Plusieurs gouvernements d’État ont également tenté de suspendre temporairement la construction de centres de données dans tout l’État, mais les résultats de leur mise en œuvre ont généralement été médiocres. L'Assemblée de l'État de New York a adopté un projet de loi moratoire d'un an sur la construction de centres de données, qui attend actuellement la signature de la gouverneure Kathy Hochul. Le projet de loi pourrait être suspendu jusqu'à la fin de cette année ; un projet de loi similaire adopté par l'Assemblée du Maine a reçu le veto du gouverneur ce printemps.

Certains législateurs d'État ont adopté une approche différente et ont indirectement ralenti l'expansion de l'infrastructure informatique en annulant les précédentes subventions financières et les politiques d'allégement fiscal en faveur des développeurs de centres de données. L’Ohio, l’Illinois et l’Arizona ont tous suspendu leurs politiques préférentielles cette année.
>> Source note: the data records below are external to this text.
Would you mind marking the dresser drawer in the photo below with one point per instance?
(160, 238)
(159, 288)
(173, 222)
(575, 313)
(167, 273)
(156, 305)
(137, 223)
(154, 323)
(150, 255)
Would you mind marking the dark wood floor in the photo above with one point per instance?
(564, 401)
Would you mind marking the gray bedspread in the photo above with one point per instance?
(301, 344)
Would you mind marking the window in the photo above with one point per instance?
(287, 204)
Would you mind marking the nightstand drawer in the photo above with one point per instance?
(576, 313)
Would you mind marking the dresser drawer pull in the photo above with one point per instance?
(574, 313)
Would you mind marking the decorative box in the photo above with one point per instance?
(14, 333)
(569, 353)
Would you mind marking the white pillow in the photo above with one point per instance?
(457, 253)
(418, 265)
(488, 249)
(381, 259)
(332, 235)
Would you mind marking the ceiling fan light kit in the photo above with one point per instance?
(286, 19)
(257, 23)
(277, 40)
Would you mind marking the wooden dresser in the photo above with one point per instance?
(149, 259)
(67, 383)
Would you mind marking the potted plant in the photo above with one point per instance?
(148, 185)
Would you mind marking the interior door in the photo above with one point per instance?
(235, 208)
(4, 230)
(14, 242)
Malgré l’opposition croissante du public, de nombreux politiciens locaux considèrent toujours les centres de données comme le principal moteur de la croissance économique régionale. Le Michigan stipule que les projets de centres de données avec un investissement de plus de 250 millions de dollars et la création de plus de 30 emplois sont exonérés de la taxe de vente et d'utilisation de 6 %, et les incitations fiscales sont valables jusqu'en 2050.
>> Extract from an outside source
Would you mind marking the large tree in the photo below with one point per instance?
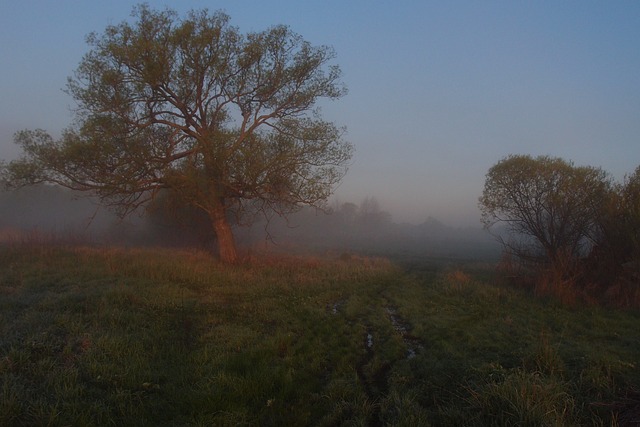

S'appuyant sur cet avantage fiscal, le Michigan a lancé avec succès un certain nombre de grands projets de centres de données. Le 1er juin, la gouverneure Gretchen Whitmer et le PDG d'OpenAI, Sam Altman, ont assisté à la cérémonie d'inauguration de la base « Stargate » du Michigan. Le projet est situé dans la ville de Saline, à une heure de route de Détroit. Whitmer a qualifié le projet de plus grand investissement économique de l'histoire du Michigan et créera 1 500 emplois dans la construction, 450 postes à temps plein dans les centres de données et 1 500 emplois de soutien dans la région.
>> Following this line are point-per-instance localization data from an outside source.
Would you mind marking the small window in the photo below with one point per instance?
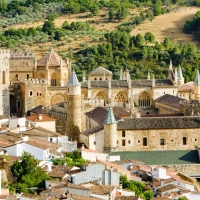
(144, 141)
(184, 140)
(123, 134)
(18, 105)
(162, 141)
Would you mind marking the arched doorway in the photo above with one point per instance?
(12, 105)
(101, 95)
(53, 79)
(144, 100)
(119, 99)
(57, 98)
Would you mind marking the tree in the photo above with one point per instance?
(182, 198)
(28, 173)
(48, 27)
(3, 6)
(111, 14)
(149, 37)
(121, 13)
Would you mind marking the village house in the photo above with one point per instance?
(15, 145)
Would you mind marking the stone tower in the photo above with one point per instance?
(197, 86)
(110, 131)
(73, 107)
(171, 75)
(180, 78)
(4, 82)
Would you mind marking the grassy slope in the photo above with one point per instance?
(168, 25)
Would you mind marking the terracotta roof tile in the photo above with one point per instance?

Juste avant la cérémonie d'inauguration des travaux, le gouvernement de la ville de Salin a voté en septembre de l'année dernière pour rejeter la demande de changement d'affectation du sol et a refusé de construire un centre de données. L'équipe du projet Stargate a poursuivi la ville en justice pour motif de « zonage exclusif » conformément à la loi locale du Michigan, et finalement l'équipe du projet a gagné le procès.

Après que les villes environnantes aient été témoins de cette lutte acharnée judiciaire et du lancement officiel du projet, plus de 20 régions ont successivement introduit des politiques de moratoire sur la construction de centres de données. Aujourd’hui, plus de 50 gouvernements locaux du Michigan ont mis en œuvre des interdictions pertinentes.

Le jeu continue. En avril, un représentant de l'État du Michigan d'un district adjacent au projet Stargate a présenté un projet de loi qui aurait limité à six mois la durée des moratoires temporaires sur les centres de données locaux, mais le projet de loi n'a encore progressé.